New US security rules will be a squeeze, says TIACA chief
20 / 03 / 2015
The International Air Cargo Association (TIACA) is urging its members to pay close attention to the US Transportation Security Administration (TSA)’s new freighter security plans and to make their views known if they feel there could be any problems.
With the TSA’s updated Security Programs for all-cargo/freighter aircraft not published until just before New Year on December 29 and an implementation date of February 16, the timescale for such a major raft of changes is uncomfortably tight, says TIACA secretary general Doug Brittin.

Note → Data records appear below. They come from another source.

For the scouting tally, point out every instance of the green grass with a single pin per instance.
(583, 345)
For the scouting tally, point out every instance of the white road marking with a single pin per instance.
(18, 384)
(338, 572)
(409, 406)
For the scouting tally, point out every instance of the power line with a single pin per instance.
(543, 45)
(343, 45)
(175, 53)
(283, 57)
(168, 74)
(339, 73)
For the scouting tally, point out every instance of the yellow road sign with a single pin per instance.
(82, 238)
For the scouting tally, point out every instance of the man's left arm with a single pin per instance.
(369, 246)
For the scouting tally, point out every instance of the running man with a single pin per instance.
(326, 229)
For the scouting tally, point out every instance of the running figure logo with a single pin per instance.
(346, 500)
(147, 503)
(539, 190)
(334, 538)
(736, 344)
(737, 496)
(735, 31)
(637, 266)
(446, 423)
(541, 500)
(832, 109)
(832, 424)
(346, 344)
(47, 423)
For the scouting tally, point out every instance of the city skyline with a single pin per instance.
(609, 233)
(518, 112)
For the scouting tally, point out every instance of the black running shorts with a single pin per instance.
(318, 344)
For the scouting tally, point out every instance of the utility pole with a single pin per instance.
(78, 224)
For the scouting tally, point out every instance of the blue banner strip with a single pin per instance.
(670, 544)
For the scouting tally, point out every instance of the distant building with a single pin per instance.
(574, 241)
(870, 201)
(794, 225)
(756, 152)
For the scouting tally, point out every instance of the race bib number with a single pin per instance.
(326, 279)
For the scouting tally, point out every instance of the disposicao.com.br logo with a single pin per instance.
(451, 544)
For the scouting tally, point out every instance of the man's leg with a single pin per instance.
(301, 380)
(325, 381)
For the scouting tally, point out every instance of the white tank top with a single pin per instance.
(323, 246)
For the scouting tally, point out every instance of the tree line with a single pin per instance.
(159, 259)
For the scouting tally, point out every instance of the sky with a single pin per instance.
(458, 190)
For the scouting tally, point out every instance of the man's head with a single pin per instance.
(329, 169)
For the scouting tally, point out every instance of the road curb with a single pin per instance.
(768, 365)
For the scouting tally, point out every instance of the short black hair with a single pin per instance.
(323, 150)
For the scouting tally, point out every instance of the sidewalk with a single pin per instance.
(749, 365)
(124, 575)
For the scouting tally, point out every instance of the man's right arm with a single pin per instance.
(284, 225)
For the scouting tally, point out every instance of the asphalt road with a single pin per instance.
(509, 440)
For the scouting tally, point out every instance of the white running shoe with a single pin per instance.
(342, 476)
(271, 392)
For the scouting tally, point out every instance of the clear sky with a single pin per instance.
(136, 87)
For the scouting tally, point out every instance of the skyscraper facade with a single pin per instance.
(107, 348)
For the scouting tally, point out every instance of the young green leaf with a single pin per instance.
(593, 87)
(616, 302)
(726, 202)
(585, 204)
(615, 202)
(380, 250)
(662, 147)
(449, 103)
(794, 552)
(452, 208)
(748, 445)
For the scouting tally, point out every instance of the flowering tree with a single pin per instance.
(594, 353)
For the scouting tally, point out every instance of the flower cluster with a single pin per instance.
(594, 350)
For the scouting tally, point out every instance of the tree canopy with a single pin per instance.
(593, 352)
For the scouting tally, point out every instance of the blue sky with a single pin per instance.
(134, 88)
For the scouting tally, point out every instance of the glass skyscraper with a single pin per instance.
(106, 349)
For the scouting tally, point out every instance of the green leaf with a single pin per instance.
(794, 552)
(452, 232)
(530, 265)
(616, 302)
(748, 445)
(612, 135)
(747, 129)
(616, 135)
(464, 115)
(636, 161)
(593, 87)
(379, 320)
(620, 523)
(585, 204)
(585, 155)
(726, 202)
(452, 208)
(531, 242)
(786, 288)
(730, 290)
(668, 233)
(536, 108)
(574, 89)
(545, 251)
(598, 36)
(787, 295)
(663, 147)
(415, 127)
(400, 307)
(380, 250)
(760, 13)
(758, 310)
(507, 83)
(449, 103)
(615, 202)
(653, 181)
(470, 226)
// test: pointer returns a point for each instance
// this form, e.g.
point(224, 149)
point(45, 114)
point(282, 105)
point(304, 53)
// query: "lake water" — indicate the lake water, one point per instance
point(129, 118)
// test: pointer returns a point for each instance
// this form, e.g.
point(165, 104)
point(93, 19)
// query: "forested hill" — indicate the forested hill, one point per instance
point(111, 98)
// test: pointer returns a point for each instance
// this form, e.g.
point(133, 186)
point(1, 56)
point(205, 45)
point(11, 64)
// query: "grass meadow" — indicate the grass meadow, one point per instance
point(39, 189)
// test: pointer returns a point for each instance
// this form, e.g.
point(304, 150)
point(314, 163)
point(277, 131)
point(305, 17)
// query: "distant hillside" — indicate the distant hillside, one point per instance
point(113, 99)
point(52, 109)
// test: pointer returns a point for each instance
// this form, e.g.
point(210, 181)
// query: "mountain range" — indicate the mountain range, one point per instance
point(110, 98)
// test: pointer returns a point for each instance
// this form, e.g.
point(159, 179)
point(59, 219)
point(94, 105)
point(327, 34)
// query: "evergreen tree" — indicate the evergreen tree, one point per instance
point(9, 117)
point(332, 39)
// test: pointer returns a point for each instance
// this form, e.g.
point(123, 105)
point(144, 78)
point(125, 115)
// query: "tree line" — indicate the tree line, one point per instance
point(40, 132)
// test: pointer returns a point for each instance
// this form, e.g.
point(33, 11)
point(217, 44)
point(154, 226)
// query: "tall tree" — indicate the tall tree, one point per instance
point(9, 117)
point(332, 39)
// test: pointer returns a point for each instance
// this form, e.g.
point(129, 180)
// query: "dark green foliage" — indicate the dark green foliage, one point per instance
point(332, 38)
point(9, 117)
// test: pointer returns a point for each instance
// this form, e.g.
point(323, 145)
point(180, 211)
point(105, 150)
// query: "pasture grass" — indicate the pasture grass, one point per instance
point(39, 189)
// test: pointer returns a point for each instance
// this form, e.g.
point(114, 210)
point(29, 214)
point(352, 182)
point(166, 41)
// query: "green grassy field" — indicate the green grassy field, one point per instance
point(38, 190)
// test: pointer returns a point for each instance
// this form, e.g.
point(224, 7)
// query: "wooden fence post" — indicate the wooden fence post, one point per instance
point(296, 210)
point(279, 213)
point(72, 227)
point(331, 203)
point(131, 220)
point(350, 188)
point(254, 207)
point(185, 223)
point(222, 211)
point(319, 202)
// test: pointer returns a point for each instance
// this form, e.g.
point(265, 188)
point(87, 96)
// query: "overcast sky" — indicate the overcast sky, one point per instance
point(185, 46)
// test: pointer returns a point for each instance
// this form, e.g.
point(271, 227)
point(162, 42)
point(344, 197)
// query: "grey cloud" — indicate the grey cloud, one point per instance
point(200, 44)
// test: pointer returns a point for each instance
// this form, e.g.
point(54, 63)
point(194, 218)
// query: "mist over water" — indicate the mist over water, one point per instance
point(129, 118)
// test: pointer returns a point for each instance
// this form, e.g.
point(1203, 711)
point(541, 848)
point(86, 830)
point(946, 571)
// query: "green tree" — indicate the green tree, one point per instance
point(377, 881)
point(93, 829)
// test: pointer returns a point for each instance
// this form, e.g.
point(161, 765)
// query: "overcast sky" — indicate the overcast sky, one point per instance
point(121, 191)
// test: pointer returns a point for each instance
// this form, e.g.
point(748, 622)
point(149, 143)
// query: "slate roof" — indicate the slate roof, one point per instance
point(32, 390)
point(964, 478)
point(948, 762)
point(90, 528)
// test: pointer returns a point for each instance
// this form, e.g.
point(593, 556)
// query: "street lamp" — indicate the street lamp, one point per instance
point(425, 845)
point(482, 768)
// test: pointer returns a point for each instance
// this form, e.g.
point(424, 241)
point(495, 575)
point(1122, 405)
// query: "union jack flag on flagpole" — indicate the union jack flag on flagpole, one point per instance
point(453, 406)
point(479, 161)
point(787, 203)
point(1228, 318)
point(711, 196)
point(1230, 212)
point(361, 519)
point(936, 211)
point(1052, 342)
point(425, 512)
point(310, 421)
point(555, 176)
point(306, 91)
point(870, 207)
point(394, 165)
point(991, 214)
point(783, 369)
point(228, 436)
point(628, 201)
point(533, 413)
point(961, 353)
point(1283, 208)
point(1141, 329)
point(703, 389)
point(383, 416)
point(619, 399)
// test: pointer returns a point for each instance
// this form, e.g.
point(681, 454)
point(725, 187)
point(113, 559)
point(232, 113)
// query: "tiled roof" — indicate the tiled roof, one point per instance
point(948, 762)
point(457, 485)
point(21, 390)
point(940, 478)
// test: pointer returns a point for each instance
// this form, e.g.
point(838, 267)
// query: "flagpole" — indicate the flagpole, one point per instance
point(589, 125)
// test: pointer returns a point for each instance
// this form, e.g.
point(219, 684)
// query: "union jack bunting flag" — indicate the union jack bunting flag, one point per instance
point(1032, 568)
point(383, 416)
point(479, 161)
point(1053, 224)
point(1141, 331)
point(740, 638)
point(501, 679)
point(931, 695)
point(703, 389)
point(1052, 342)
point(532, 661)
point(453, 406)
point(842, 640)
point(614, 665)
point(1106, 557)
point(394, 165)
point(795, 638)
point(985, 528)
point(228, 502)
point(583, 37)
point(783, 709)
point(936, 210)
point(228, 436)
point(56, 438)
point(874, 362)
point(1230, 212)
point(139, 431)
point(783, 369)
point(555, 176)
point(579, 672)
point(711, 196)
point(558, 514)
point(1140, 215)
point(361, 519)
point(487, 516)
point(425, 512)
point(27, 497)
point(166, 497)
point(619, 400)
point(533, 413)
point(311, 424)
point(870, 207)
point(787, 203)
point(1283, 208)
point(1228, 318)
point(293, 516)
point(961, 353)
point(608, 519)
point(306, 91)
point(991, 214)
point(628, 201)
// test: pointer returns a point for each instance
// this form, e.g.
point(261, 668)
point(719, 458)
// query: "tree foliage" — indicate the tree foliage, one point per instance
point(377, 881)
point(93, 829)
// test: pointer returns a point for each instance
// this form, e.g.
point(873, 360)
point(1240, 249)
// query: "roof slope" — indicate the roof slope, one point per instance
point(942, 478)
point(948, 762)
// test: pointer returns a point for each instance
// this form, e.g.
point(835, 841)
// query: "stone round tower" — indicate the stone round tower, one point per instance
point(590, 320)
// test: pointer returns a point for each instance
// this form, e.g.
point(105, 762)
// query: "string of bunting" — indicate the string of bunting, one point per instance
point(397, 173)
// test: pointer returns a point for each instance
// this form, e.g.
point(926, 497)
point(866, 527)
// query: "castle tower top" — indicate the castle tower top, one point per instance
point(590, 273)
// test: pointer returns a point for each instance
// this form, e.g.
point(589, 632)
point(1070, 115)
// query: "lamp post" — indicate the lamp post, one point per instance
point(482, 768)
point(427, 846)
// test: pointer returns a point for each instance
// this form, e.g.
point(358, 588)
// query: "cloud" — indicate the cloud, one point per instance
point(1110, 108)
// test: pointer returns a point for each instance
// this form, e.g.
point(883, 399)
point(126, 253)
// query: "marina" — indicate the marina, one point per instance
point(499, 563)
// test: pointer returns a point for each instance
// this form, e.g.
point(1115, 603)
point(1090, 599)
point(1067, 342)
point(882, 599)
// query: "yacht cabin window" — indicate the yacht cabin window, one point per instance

He told Air Cargo News: “This is a massive document and we want to make sure that everyone is aware of the planned changes. We are concerned at the timing of the document’s release over the holidays.”
The timing of changes to security procedures was often an issue, not only from the TSA but from other US regulators, he said. It was not unknown for amendments issued on Friday to have to be implemented the following Monday, he stated.
The freight industry needs to read and digest the latest freighter program, he said, adding: “If there is anything you feel to be a challenge please let your TSA representative know.” TIACA recommends that members get in touch as soon as possible, to avoid any compliance issues.
Brittin said that the TSA periodically issues new security programs for different segments of the industry; in some cases, the document formally incorporates changes in procedures that have been made “on the fly” in the face of developing events – such as the Yemen cartridge bomb incident – as well as other changes to policies and procedures and as such the new security programs are often large and complex documents.
Changes for forwarders or handlers dealing with several airlines would be even more complex, and there could well be implications for staff training, Brittin added. He refused to be drawn on the detail of the changes, saying that they were sensitive security information.
Meanwhile, TIACA was continuing to work closely with the TSA on building a risk-based rather than a “one size fits all” approach to global air cargo security. “We have had a lot of discussions in that area, but it’s still an ongoing issue,” he said.